I have used 98960 and been reimbursed via Medicare and commercial, it is a timed service and can be billed in units, you must be 15 minutes into the 2nd unit to bill 2 so 44 minutes is 1 unit and 45 is 2.    As to whether this is a G0108 or a 98960 really depends on documentation.


----------



## efrohna (Sep 17, 2009)

Debra,
I had this question arise this week and wondering if we can bill 1 unit of 98960 if it didn't meet 30 minutes?  Documentation reads 10 minutes, did not meet 30.  Should we report 98960?


----------



## mitchellde (Sep 20, 2009)

I have been out of town with no internet for the last 10 days so I have not been able to reply till now, but you must have documentation of at least half of the required time to report.  So a 30 minuted code must have a minimum of 15 minutes documented or there is no code.


----------



## efrohna (Sep 24, 2009)

Thank you Debra!


----------



## p32tbens (Aug 17, 2011)

Where can I find information on 45 minutes being allowed to be billed as 2 units for CPT 98960? I believe Debra Mitchell posted on this earlier. Thanks.......


----------



## mitchellde (Aug 17, 2011)

It is the rule of timed services any timed service must have one half of the required time in order to bill the first unit, then for the second unit you must be one half into it before it can be bill, a 30 minute service must be a min of 15 minutes, the next unit is also 30 minute which means you must be 15 minutes over the 30 minutes of the first unit, hence 45 minutes for the second unit.  This is documented in the Medicare manual I am not certain the section, the most recent was with the prolonged services section.


----------



## jackson7591 (Aug 17, 2011)

*Reference*

Chapter 12. Section 30.6.15.1


----------



## p32tbens (Aug 19, 2011)

*98960 at 45 minutes x2 units*

debra and/or jackson

I went tot the IOM 100-2 Chapter 12, Section 30.6.15.1 and I cannot find the verbage that states that if a timed code of 30 minutes is coded per unit, that a 45 minute visit would justify the provider to bill 98960 X2.

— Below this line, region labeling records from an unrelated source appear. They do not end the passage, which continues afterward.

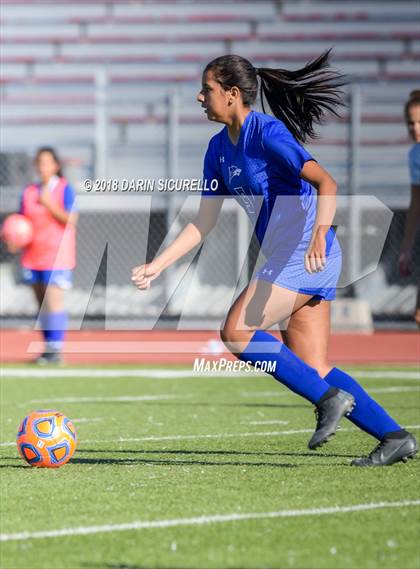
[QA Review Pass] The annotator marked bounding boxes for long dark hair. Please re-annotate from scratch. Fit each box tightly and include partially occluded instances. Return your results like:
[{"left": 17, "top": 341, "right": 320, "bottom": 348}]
[
  {"left": 204, "top": 49, "right": 348, "bottom": 142},
  {"left": 404, "top": 89, "right": 420, "bottom": 122},
  {"left": 35, "top": 146, "right": 63, "bottom": 178}
]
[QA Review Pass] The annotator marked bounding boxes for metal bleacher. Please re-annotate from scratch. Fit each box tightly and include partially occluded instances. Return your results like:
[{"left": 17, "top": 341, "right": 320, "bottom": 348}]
[{"left": 0, "top": 0, "right": 420, "bottom": 324}]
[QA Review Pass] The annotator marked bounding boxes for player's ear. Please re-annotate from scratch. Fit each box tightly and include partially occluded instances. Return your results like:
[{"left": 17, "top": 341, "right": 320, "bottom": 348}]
[{"left": 229, "top": 87, "right": 241, "bottom": 105}]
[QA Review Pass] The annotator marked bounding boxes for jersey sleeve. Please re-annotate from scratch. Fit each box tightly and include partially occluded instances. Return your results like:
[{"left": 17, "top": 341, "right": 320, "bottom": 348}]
[
  {"left": 63, "top": 185, "right": 78, "bottom": 211},
  {"left": 408, "top": 143, "right": 420, "bottom": 186},
  {"left": 262, "top": 121, "right": 315, "bottom": 178},
  {"left": 201, "top": 138, "right": 229, "bottom": 197},
  {"left": 17, "top": 190, "right": 25, "bottom": 215}
]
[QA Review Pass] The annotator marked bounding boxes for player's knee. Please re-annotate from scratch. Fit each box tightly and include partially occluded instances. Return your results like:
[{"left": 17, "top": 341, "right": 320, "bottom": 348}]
[
  {"left": 220, "top": 322, "right": 254, "bottom": 354},
  {"left": 311, "top": 362, "right": 332, "bottom": 378}
]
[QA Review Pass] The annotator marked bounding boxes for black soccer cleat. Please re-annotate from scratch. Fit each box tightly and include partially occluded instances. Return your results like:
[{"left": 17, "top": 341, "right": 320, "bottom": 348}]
[
  {"left": 308, "top": 389, "right": 355, "bottom": 449},
  {"left": 351, "top": 431, "right": 418, "bottom": 466},
  {"left": 34, "top": 348, "right": 63, "bottom": 366}
]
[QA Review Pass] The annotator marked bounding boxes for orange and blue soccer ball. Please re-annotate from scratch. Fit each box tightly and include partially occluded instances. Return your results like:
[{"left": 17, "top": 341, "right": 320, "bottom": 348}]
[{"left": 16, "top": 409, "right": 77, "bottom": 468}]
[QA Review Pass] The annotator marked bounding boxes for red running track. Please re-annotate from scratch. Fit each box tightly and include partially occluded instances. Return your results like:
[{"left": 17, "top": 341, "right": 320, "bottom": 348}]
[{"left": 0, "top": 330, "right": 420, "bottom": 365}]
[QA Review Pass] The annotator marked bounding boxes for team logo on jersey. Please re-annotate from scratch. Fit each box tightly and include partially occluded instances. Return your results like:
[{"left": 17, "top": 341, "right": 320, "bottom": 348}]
[{"left": 229, "top": 166, "right": 242, "bottom": 184}]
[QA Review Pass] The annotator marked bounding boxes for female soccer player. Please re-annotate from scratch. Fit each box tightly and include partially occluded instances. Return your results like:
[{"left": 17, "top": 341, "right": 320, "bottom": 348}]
[
  {"left": 398, "top": 91, "right": 420, "bottom": 327},
  {"left": 132, "top": 52, "right": 417, "bottom": 466},
  {"left": 20, "top": 147, "right": 78, "bottom": 364}
]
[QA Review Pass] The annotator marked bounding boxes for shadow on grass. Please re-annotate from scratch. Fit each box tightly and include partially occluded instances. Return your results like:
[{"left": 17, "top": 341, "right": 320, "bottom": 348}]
[
  {"left": 81, "top": 563, "right": 270, "bottom": 569},
  {"left": 77, "top": 448, "right": 356, "bottom": 458}
]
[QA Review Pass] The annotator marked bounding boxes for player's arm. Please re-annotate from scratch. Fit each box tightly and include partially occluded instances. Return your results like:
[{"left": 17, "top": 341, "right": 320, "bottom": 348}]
[
  {"left": 398, "top": 184, "right": 420, "bottom": 276},
  {"left": 39, "top": 184, "right": 78, "bottom": 225},
  {"left": 300, "top": 160, "right": 337, "bottom": 273},
  {"left": 131, "top": 197, "right": 223, "bottom": 289}
]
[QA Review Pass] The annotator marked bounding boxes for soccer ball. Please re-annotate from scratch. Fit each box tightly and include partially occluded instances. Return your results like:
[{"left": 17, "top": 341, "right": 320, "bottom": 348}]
[
  {"left": 16, "top": 409, "right": 77, "bottom": 468},
  {"left": 1, "top": 213, "right": 34, "bottom": 249}
]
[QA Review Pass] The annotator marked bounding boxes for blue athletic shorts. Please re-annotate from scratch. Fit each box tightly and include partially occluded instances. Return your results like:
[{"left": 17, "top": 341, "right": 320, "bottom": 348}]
[
  {"left": 256, "top": 229, "right": 342, "bottom": 300},
  {"left": 22, "top": 267, "right": 73, "bottom": 290}
]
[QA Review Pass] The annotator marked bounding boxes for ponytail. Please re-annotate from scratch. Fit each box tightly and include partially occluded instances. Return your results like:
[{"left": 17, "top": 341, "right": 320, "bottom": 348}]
[
  {"left": 404, "top": 89, "right": 420, "bottom": 122},
  {"left": 257, "top": 49, "right": 348, "bottom": 142}
]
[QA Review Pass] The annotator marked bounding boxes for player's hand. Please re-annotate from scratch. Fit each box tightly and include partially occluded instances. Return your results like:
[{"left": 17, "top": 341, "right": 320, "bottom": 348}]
[
  {"left": 398, "top": 251, "right": 411, "bottom": 277},
  {"left": 305, "top": 234, "right": 327, "bottom": 274},
  {"left": 6, "top": 241, "right": 22, "bottom": 255},
  {"left": 131, "top": 261, "right": 161, "bottom": 290}
]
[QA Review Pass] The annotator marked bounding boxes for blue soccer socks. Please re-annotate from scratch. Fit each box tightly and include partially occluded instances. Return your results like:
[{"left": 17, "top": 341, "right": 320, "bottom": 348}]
[
  {"left": 324, "top": 368, "right": 402, "bottom": 439},
  {"left": 239, "top": 330, "right": 335, "bottom": 404},
  {"left": 40, "top": 312, "right": 67, "bottom": 351}
]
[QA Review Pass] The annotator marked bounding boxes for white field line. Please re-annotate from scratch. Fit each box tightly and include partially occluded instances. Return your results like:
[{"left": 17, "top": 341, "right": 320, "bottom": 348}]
[
  {"left": 72, "top": 417, "right": 104, "bottom": 424},
  {"left": 0, "top": 368, "right": 420, "bottom": 381},
  {"left": 241, "top": 385, "right": 420, "bottom": 398},
  {"left": 0, "top": 500, "right": 420, "bottom": 541},
  {"left": 29, "top": 393, "right": 192, "bottom": 403},
  {"left": 0, "top": 424, "right": 420, "bottom": 452},
  {"left": 368, "top": 385, "right": 420, "bottom": 393},
  {"left": 242, "top": 419, "right": 289, "bottom": 425}
]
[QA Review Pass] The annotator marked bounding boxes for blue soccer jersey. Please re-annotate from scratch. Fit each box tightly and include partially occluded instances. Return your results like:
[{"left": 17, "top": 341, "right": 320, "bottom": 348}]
[{"left": 203, "top": 111, "right": 341, "bottom": 300}]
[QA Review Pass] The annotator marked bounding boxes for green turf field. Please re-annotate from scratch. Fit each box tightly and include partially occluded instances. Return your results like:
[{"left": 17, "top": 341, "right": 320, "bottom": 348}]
[{"left": 0, "top": 366, "right": 420, "bottom": 569}]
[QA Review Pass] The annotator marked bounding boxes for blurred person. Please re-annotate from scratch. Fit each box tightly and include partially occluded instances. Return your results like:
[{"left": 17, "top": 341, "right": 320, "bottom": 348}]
[
  {"left": 398, "top": 90, "right": 420, "bottom": 327},
  {"left": 132, "top": 52, "right": 417, "bottom": 467},
  {"left": 9, "top": 146, "right": 78, "bottom": 364}
]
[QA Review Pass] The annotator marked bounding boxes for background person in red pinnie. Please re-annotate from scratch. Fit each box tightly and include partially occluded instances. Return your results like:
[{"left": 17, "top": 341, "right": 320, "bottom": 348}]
[{"left": 15, "top": 147, "right": 78, "bottom": 364}]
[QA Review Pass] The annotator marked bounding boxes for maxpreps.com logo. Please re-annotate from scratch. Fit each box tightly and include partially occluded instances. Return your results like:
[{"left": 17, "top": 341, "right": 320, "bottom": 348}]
[{"left": 229, "top": 165, "right": 242, "bottom": 184}]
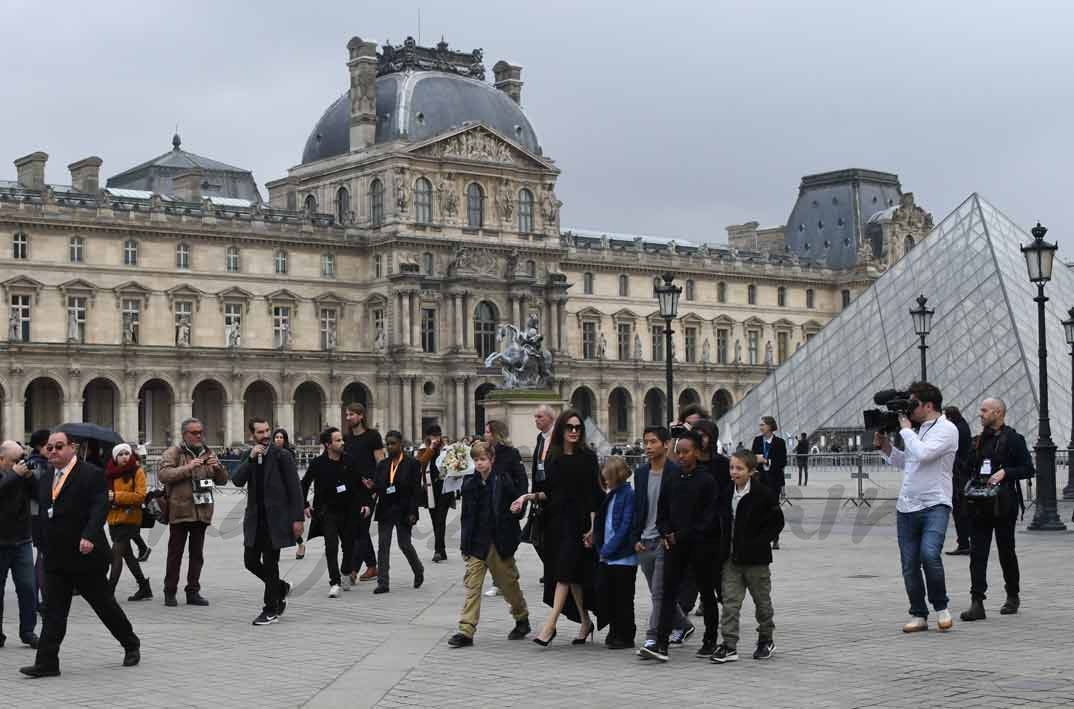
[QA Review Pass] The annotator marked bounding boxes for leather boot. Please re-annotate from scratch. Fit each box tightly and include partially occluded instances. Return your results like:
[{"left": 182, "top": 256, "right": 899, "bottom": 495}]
[{"left": 959, "top": 598, "right": 985, "bottom": 621}]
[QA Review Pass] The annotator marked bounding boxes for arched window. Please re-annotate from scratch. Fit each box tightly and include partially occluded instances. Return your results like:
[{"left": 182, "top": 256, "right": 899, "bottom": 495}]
[
  {"left": 474, "top": 301, "right": 496, "bottom": 362},
  {"left": 519, "top": 188, "right": 534, "bottom": 234},
  {"left": 413, "top": 177, "right": 433, "bottom": 225},
  {"left": 336, "top": 187, "right": 350, "bottom": 225},
  {"left": 466, "top": 183, "right": 484, "bottom": 229},
  {"left": 369, "top": 179, "right": 384, "bottom": 227}
]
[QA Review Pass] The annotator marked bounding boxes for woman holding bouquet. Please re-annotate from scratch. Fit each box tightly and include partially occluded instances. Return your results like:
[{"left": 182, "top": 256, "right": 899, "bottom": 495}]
[{"left": 511, "top": 408, "right": 604, "bottom": 647}]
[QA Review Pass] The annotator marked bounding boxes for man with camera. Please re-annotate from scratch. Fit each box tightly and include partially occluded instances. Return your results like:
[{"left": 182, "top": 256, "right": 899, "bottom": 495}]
[
  {"left": 157, "top": 419, "right": 228, "bottom": 607},
  {"left": 960, "top": 399, "right": 1033, "bottom": 621},
  {"left": 873, "top": 381, "right": 958, "bottom": 633}
]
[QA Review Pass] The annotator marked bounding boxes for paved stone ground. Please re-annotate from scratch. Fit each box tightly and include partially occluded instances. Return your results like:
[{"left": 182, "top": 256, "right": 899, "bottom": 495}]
[{"left": 0, "top": 479, "right": 1074, "bottom": 709}]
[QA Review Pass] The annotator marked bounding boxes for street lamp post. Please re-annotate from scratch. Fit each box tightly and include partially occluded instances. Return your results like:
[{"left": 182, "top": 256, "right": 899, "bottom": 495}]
[
  {"left": 910, "top": 294, "right": 935, "bottom": 381},
  {"left": 656, "top": 272, "right": 682, "bottom": 427},
  {"left": 1063, "top": 307, "right": 1074, "bottom": 500},
  {"left": 1021, "top": 221, "right": 1066, "bottom": 532}
]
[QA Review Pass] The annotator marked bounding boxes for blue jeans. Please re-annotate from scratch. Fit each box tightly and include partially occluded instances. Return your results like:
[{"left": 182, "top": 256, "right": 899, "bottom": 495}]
[
  {"left": 896, "top": 505, "right": 950, "bottom": 618},
  {"left": 0, "top": 541, "right": 38, "bottom": 639}
]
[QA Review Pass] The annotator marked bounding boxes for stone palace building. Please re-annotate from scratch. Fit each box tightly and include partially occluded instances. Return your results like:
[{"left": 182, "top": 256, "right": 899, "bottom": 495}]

Can you help a bit more on this please?


----------



## jackson7591 (Aug 21, 2011)

*Reference*

http://www.cms.gov/manuals/downloads/clm104c12.pdf

Should be page 85.   Hope that helps. Message or post if any questions


----------



## p32tbens (Aug 22, 2011)

Debra Mitchell
I was under the impression that the timed services were only for physical therapy codes. I have not been able to find anything to support that this would apply to CPT 98960. Help?


----------



## mitchellde (Aug 22, 2011)

98960 is a timed service look in your CPT book it says every 30 minutes.  The guideline for timed services is across the board not just physical therapy.


----------



## jackson7591 (Aug 22, 2011)

*Reference*

I'll review my documentation tomorrow.  But based on my reading, there is a strict basis for coding the first 30 minutes.  If it is 29 minutes, cannot round up and cannot code for any.  For additional minutes past 30, and again want to review my notes, there is more leeway, for coding an additional unit. Just want to have the documentation in front of me.


----------



## mitchellde (Aug 23, 2011)

Therre is a section in the CMS manual on coding for Prolonged time codes (99354-99357) in this they provide a chart of the threshold (minimum) times allowed to charge these codes, the 99354 is a 60 minute code the threshold is 30 minutes above the visit time and a 99355 is a 30 minute code the threshold is 15 minutes above the first hour of 99354.  I am not sure where you are reading the strict 30 minute thing.  The only code that they are strict about is hydration which has to me a minimum of 31 minutes to count the first unit.  However there are good reasons for that one.  Also look in your CPT book under the 99354-57 section there is a chart that also explains the minmum times.  Again this logic applies to all time codes with the exception of hydration.


----------



## jackson7591 (Aug 24, 2011)

*Reference additional*

http://medicalnewswire.com/artman/publish/article_8156.shtml

This reference above dated 2006 suggests 30 minutes, and additional requirements, qualifies for 98960.  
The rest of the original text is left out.